L’entité sioniste gouvernée par l’extrême droite commet un génocide à Gaza, que ses alliés l’admettent ou pas et que la CIJ le décrète ou pas, et s’apprête à faire fuir le million et demi de Gazaouis, encore vivants et entassés à Rafah, hors de leurs terres vers le Sina égyptien. Sous les yeux d’un monde impuissant, complice ou indifférent, et sans que les gouvernants arabes réussissent, osent ou veuillent stopper une deuxième « Nakba » dans l’histoire de la Palestine. Gaza disparaîtra alors, mais elle emportera avec elle l’honneur des Arabes et la conscience du monde.

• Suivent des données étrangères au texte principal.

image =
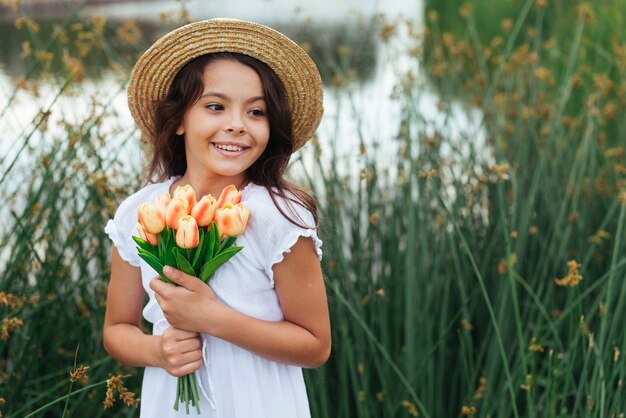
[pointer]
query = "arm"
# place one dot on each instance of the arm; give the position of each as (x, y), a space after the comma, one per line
(303, 338)
(177, 351)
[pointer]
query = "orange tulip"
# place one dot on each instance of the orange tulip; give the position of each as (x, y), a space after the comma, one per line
(204, 210)
(151, 218)
(162, 201)
(231, 220)
(229, 194)
(187, 235)
(186, 192)
(153, 239)
(176, 209)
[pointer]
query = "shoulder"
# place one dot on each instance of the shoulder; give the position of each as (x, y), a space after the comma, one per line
(127, 210)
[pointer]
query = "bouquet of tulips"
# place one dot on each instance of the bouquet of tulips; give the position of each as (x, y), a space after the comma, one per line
(196, 237)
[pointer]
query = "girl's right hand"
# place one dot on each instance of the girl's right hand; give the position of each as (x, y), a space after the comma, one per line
(180, 351)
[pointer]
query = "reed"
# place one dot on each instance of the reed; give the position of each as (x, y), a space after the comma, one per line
(474, 259)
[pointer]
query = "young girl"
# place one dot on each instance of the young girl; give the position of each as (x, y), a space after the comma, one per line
(225, 102)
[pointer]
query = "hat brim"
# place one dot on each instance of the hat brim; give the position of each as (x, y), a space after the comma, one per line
(153, 74)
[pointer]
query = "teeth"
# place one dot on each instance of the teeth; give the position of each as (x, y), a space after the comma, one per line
(229, 147)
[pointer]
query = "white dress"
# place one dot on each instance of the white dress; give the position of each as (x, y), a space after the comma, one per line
(236, 383)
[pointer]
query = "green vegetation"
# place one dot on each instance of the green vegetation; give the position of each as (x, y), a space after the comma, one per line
(475, 270)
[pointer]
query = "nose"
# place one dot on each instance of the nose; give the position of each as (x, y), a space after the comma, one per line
(235, 125)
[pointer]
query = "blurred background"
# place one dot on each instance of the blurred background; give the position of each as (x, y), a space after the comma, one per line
(471, 175)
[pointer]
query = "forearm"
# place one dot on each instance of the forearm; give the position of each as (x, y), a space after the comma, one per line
(282, 341)
(129, 345)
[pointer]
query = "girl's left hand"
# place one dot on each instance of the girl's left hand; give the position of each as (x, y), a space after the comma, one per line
(191, 306)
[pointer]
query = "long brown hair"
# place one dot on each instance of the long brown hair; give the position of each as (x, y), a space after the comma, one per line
(168, 148)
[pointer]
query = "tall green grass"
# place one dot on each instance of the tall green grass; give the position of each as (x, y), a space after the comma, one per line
(440, 255)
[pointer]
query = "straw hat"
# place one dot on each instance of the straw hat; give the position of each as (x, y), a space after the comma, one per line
(155, 70)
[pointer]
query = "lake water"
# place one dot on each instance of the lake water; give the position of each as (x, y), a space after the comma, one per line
(334, 31)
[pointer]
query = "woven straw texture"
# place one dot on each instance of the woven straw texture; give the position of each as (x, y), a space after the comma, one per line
(155, 70)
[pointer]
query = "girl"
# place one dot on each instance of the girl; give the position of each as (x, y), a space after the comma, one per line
(225, 102)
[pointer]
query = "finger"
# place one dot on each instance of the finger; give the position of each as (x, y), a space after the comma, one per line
(181, 278)
(187, 368)
(190, 345)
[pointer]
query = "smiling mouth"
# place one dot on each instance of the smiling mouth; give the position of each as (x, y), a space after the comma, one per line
(231, 148)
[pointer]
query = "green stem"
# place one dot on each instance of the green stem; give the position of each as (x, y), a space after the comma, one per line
(62, 398)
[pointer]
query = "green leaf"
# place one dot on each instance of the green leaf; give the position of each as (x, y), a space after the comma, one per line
(216, 243)
(155, 263)
(182, 262)
(161, 246)
(145, 245)
(200, 249)
(170, 258)
(212, 265)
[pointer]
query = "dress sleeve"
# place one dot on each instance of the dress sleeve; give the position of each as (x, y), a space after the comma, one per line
(121, 228)
(276, 235)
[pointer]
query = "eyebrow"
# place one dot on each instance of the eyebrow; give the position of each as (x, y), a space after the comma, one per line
(225, 97)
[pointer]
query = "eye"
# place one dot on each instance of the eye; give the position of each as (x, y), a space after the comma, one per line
(214, 106)
(257, 112)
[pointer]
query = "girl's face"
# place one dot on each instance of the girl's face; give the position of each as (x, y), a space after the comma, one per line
(227, 129)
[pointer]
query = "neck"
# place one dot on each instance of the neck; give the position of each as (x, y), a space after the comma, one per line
(206, 185)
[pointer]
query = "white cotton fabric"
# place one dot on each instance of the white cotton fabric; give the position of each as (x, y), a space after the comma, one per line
(242, 384)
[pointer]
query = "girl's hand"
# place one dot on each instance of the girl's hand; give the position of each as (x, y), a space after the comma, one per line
(191, 306)
(180, 352)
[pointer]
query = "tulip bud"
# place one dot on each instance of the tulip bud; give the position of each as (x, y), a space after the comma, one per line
(162, 201)
(176, 209)
(153, 239)
(204, 210)
(231, 220)
(187, 235)
(186, 192)
(229, 194)
(151, 218)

Le dernier espoir reste la CIJ car du côté des instances onusiennes, le Conseil de sécurité en l’occurrence, circulez, y a rien à voir. Le système de l’ONU s’est avéré être un outil de répression contre les plus faibles, ceux qui ne sont pas soutenus par les Etats-Unis, ceux qui ne lui obéissent pas à la lettre et au doigt. Les pays arabes regroupés en une seule délégation ont tenté à maintes reprises de faire adopter un cessez-le-feu humanitaire au Conseil de sécurité, sans succès. A l’ONU, ils n’ont pas de poids. Or, c’est en agissant hors des instances onusiennes, aux niveaux national et régional, qu’ils peuvent peser et devenir importants. Mais ils ne l’ont pas fait. Ils ne veulent pas. Ce pourquoi une partie de l’opinion arabe en colère parle de trahison à l’égard de la cause palestinienne.
Après Gaza, le monde arabe ne sera plus le même. L’opinion sera inconsolable et les pays en plus grande rupture. La division entre le camp de l’Arabie saoudite d’un côté, et celui de l’Iran de l’autre, qui soutient la résistance palestinienne, sera plus marquée et les tensions plus vives. Israël en sera le seul bénéficiaire et il sera alors trop tard pour regretter et faire marche arrière.